Ce prêt de 200 millions d’euros s’ajoute aux 300 millions d’euros d’appui budgétaire accordés en 2020 par la France pendant la pandémie. Cela rehausse le niveau d’endettement du pays envers la France. Est-ce un mal nécessaire pour Maurice qui ambitionne d’emprunter une trajectoire de développement bas-carbone, durable et résilient à long terme ?

Nous voulons être là où nos partenaires mauriciens ont besoin de nous. Au moment de la crise de la Covid-19, le gouvernement mauricien s’est tourné vers la France, en particulier vers l’AFD, pour apporter en urgence les fonds qui lui permettent de traverser cette crise. Nous avons prêté 300 millions d’euros au gouvernement mauricien, et cela lui a permis vraiment de rehausser sa capacité de dégager une réponse rapide. Ensuite, le niveau d’endettement du gouvernement est très bien maîtrisé aujourd’hui, et je pense qu’il faut saluer la politique de sérieux budgétaire de ce gouvernement.

Je m’entretenais plus tôt avec le ministre des Finances, Renganaden Padayachy, qui expliquait que le pays avait réussi à baisser significativement le niveau global d’endettement du gouvernement depuis le choc économique. La réalité est que le gouvernement est aujourd’hui en capacité de s’endetter de façon soutenable. La question à poser est : qu’est-ce qu’on finance avec de la dette ? Concernant les investissements à long terme, c’est très positif de les financer par de la dette parce que cela veut dire que vous vous projetez dans le futur, et que les partenaires comme l’AFD font confiance au pays pour se projeter avec lui dans le futur.

Malgré les défis structurels auxquels le pays est confronté et une série de réformes sectorielles à enclencher pour maintenir la compétitivité de ses piliers économiques, le pays sort ragaillardi de la période noire de 2020. Une croissance économique de 7 % est projetée pour 2023, notamment par Maurice Stratégie, entité créée avec l’aide d’Expertise France. Vos commentaires ?

D’abord, il faut reconnaître que la crise a été particulièrement dure à Maurice. Tout le monde, y compris la France, a été touché par les impacts de la crise de la Covid-19, mais Maurice a eu une perte de PIB de plus de 15 %. C’est vraiment un choc énorme. Je voudrais d’abord saluer la capacité de rebond très forte et d’initiative du gouvernement qui a su compter sur – et mettre en place – des mécanismes innovants. J’ai eu l’occasion d’échanger avec la Mauritius Investment Corporation (MIC) avec laquelle on a signé un protocole d’accord pour l’accompagnement de futurs développements.

En mettant en place des institutions comme la MIC, le gouvernement s’est montré innovant pour faire face à la crise.
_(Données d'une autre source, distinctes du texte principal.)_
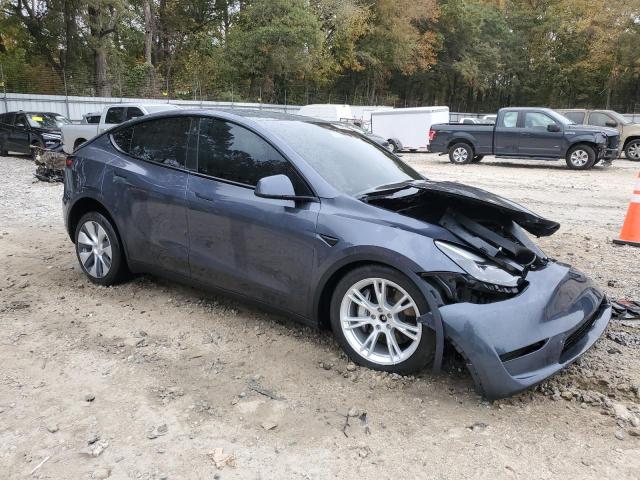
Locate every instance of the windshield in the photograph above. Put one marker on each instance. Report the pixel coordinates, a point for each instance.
(47, 120)
(619, 118)
(341, 156)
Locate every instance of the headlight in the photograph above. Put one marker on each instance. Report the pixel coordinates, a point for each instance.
(51, 136)
(478, 267)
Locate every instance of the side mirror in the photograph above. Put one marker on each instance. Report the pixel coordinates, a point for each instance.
(278, 187)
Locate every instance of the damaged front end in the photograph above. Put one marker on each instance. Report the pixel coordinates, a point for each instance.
(515, 315)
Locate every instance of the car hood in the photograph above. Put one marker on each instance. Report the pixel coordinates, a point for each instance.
(425, 197)
(592, 128)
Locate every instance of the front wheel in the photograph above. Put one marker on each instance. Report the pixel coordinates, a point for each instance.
(374, 317)
(98, 249)
(581, 157)
(632, 150)
(461, 153)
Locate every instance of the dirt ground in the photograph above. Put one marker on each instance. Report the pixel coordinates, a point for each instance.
(153, 380)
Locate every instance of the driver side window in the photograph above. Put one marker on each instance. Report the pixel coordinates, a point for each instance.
(537, 120)
(230, 152)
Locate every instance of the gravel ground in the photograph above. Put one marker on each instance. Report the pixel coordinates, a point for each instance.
(154, 380)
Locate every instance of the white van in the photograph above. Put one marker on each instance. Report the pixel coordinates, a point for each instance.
(409, 125)
(327, 111)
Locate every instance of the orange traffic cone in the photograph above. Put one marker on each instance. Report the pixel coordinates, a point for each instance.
(630, 233)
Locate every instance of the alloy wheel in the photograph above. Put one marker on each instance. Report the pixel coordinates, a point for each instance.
(379, 320)
(633, 151)
(94, 249)
(579, 158)
(460, 155)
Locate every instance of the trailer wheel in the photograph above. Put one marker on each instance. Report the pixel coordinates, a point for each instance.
(461, 153)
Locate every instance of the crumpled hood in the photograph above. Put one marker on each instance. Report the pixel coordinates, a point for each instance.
(428, 199)
(532, 222)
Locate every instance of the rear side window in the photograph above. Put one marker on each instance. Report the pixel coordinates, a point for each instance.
(231, 152)
(577, 117)
(114, 115)
(133, 112)
(161, 141)
(509, 120)
(600, 119)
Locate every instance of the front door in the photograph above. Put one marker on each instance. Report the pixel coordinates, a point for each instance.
(18, 140)
(147, 186)
(261, 248)
(507, 134)
(536, 140)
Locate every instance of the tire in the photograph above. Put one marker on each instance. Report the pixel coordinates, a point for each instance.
(632, 150)
(33, 152)
(461, 154)
(581, 157)
(407, 354)
(85, 236)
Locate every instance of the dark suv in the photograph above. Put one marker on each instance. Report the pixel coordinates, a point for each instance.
(323, 224)
(19, 131)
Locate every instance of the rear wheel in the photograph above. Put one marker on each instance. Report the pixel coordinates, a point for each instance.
(461, 153)
(632, 150)
(374, 317)
(581, 157)
(99, 250)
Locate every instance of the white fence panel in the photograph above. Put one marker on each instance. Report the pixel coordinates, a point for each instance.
(75, 107)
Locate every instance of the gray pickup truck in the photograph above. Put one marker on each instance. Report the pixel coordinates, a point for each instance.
(538, 133)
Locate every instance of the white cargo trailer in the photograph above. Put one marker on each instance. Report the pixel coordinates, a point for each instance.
(409, 125)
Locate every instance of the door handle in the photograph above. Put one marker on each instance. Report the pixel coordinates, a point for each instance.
(204, 197)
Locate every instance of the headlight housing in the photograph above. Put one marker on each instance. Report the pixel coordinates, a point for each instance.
(478, 267)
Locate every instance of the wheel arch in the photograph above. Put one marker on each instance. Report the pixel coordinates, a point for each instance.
(329, 280)
(629, 140)
(91, 204)
(465, 140)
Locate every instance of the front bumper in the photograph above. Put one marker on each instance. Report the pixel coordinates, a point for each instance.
(517, 343)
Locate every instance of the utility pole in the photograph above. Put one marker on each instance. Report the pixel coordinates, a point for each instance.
(4, 89)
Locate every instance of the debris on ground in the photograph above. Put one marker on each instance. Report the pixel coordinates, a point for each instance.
(626, 309)
(221, 459)
(256, 387)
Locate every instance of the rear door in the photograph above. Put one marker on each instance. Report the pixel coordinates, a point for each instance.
(506, 138)
(146, 184)
(536, 140)
(258, 247)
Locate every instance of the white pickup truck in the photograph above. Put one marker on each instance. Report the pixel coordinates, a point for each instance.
(74, 135)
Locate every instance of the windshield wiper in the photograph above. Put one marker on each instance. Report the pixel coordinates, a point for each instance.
(385, 190)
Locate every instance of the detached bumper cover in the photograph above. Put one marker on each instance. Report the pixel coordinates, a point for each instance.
(517, 343)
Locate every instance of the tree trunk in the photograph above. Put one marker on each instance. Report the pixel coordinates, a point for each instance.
(148, 31)
(103, 86)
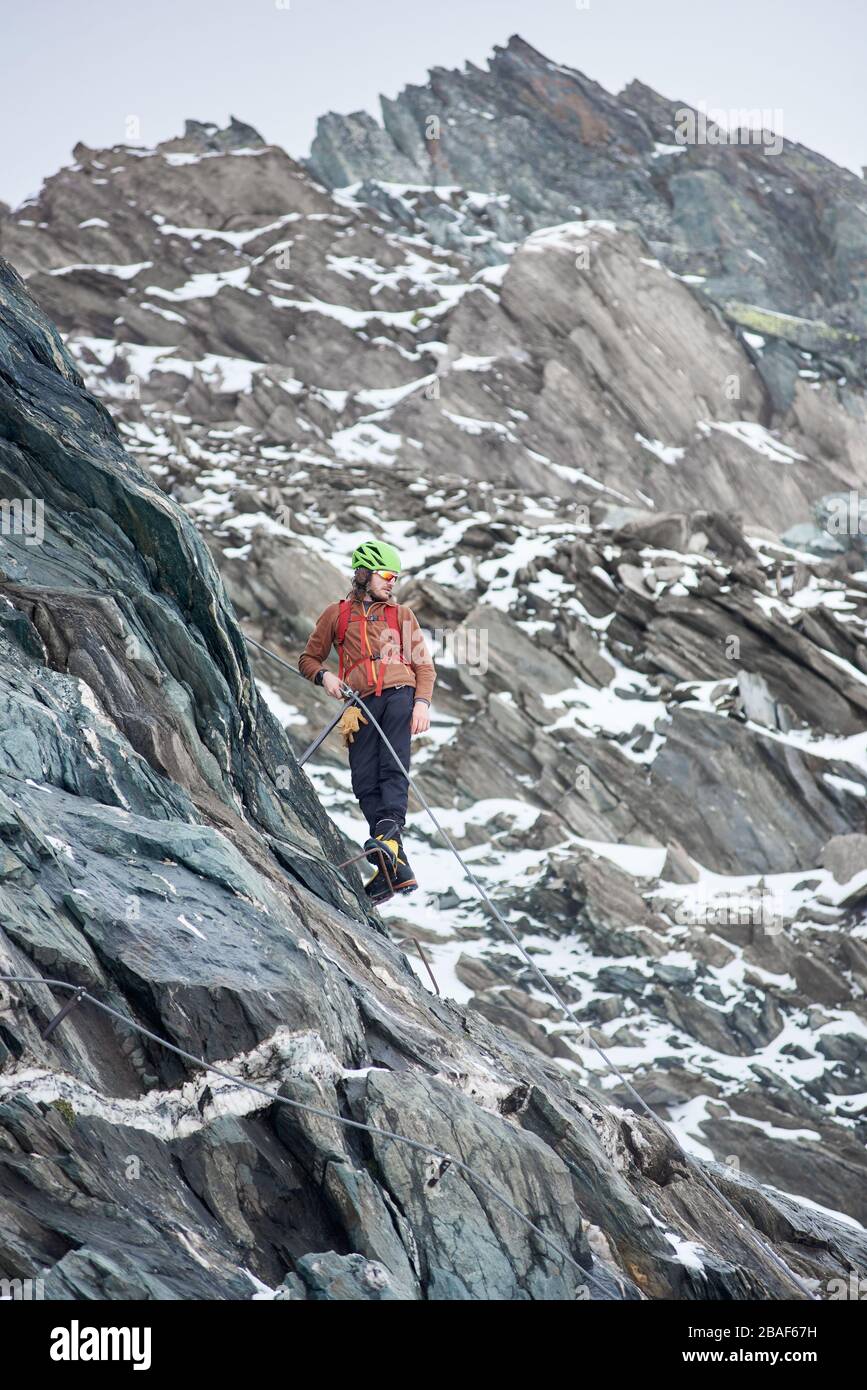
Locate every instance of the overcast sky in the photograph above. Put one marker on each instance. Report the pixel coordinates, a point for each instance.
(77, 71)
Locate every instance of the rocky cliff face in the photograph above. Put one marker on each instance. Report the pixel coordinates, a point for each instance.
(648, 723)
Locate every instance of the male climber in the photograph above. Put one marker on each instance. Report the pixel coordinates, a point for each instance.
(382, 655)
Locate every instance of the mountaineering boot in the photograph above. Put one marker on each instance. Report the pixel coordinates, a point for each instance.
(392, 877)
(384, 845)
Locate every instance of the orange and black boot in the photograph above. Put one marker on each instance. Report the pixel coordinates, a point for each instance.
(393, 873)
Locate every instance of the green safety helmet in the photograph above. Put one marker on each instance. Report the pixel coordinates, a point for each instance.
(375, 555)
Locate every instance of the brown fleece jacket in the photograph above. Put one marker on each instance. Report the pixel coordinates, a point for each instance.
(368, 640)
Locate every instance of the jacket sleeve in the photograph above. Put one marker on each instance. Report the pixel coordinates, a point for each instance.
(318, 642)
(421, 660)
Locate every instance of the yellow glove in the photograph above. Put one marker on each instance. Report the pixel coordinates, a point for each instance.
(349, 723)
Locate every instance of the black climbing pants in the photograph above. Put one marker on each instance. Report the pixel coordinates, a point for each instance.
(377, 781)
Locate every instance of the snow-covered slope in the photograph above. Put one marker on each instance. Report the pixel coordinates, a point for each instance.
(648, 727)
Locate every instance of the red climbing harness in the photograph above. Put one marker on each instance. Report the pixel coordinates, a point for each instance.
(345, 617)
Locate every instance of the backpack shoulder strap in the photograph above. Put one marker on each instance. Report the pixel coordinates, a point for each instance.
(392, 615)
(342, 622)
Le rebond qui a suivi a été spectaculaire. J’ai discuté de cela avec le ministre des Finances. Cela dit, l’on s’attend à une croissance de 7 % pour 2023. La mission pour l’année prochaine est d’être à 5-6 %.

Le pays a plus que compensé la baisse de PIB qu’il avait connue avant la Covid- 19. Cela montre quand même la résilience de l’économie mauricienne et le fait que le pays a su se positionner de façon compétitive dans différents secteurs comme le tourisme et la finance. Ce qui lui donne cette capacité de rebond. C’est aussi pour cela que l’AFD veut être là pour accompagner le pays.